Formato: Online Artículo Texto
Lenguaje:English
Publicado: John Wiley & Sons, Inc. 2022
Materias:
Acceso en línea:https://www.ncbi.nlm.nih.gov/pmc/articles/PMC10107795/
https://www.ncbi.nlm.nih.gov/pubmed/36484161
http://dx.doi.org/10.1002/mus.27766
Descripción
Sumario:INTRODUCTION/AIMS: Although the extent of muscle weakness and organ complications has not been well studied in patients with late‐onset myotonic dystrophy type 1 (DM1), adult‐onset DM1 is associated with severe muscle involvement and possible life‐threatening cardiac and respiratory complications.
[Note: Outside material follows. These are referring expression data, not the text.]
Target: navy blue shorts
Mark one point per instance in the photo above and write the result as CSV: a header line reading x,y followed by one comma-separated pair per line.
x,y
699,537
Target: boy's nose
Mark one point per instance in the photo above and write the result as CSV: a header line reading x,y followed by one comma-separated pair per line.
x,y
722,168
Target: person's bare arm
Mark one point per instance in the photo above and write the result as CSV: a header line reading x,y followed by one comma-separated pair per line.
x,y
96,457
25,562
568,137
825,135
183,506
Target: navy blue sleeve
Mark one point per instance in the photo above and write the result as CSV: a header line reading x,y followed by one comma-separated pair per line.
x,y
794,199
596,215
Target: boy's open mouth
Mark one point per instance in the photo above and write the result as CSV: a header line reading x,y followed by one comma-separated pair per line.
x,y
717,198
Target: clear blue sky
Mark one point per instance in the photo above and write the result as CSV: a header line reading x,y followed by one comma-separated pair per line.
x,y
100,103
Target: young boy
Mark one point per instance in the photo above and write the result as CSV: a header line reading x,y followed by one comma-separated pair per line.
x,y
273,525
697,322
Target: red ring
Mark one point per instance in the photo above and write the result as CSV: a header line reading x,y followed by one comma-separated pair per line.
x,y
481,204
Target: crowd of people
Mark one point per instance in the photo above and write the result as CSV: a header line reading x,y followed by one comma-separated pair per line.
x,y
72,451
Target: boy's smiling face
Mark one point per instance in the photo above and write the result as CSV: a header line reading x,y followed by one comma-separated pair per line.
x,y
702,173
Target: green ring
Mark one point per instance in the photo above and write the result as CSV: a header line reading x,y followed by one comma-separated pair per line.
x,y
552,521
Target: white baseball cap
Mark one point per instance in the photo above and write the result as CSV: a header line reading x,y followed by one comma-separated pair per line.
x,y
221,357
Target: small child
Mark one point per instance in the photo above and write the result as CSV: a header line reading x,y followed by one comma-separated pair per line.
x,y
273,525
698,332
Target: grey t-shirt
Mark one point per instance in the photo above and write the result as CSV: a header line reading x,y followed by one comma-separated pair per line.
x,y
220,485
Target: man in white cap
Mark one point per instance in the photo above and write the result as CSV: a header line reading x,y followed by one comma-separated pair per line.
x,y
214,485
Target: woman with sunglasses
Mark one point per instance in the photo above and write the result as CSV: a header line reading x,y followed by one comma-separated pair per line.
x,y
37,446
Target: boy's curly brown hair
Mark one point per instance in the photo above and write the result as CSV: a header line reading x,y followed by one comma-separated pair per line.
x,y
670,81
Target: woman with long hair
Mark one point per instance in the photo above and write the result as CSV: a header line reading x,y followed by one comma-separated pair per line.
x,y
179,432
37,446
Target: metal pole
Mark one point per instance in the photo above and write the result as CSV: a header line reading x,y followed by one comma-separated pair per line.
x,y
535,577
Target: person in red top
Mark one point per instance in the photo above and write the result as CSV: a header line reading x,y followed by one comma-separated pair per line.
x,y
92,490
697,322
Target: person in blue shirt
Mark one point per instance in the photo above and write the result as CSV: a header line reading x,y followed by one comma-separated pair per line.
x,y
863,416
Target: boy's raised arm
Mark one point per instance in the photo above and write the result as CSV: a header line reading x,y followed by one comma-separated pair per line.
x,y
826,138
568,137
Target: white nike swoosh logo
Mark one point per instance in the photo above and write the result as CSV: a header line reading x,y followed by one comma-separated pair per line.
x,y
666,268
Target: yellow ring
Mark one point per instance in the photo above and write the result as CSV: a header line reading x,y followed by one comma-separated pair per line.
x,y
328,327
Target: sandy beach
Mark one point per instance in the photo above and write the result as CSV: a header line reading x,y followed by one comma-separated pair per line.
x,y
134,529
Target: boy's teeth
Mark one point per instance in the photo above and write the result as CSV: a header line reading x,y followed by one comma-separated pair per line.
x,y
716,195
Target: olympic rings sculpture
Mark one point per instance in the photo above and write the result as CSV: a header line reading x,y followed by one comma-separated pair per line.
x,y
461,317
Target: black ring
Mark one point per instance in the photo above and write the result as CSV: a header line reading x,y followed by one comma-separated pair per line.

In this study we aimed to compare the clinical phenotype of adult‐onset vs late‐onset DM1, focusing on the prevalence of cardiac, respiratory, and muscular involvement. METHODS: Data were prospectively collected in the Dutch DM1 registry. RESULTS: Two hundred seventy‐five adult‐onset and 66 late‐onset DM1 patients were included. Conduction delay on electrocardiogram was present in 123 of 275 (45%) adult‐onset patients, compared with 24 of 66 (36%) late‐onset patients (P = .218). DM1 subtype did not predict presence of conduction delay (odds ratio [OR] 0.706; confidence interval [CI] 0.405 to 1.230, P = .219). Subtype did predict indication for noninvasive ventilation (NIV) (late onset vs adult onset: OR, 0.254; CI, 0.104 to 0.617; P = .002) and 17% of late‐onset patients required NIV compared with 40% of adult‐onset patients. Muscular Impairment Rating Scale (MIRS) scores were significantly different between subtypes (MIRS 1 to 3 in 66% of adult onset vs 100% of late onset [P < .001]), as were DM1‐activ(C) scores (67 ± 21 in adult onset vs 87 ± 15 in late onset; P < .001). DISCUSSION: Although muscular phenotype was milder in late‐onset compared with adult‐onset DM1, the prevalence of conduction delay was comparable. Moreover, subtype was unable to predict the presence of cardiac conduction delay. Although adult‐onset patients had an increased risk of having an NIV indication, 17% of late‐onset patients required NIV. Despite different muscular phenotypes, screening for multiorgan involvement should be equally thorough in late‐onset as in adult‐onset DM1.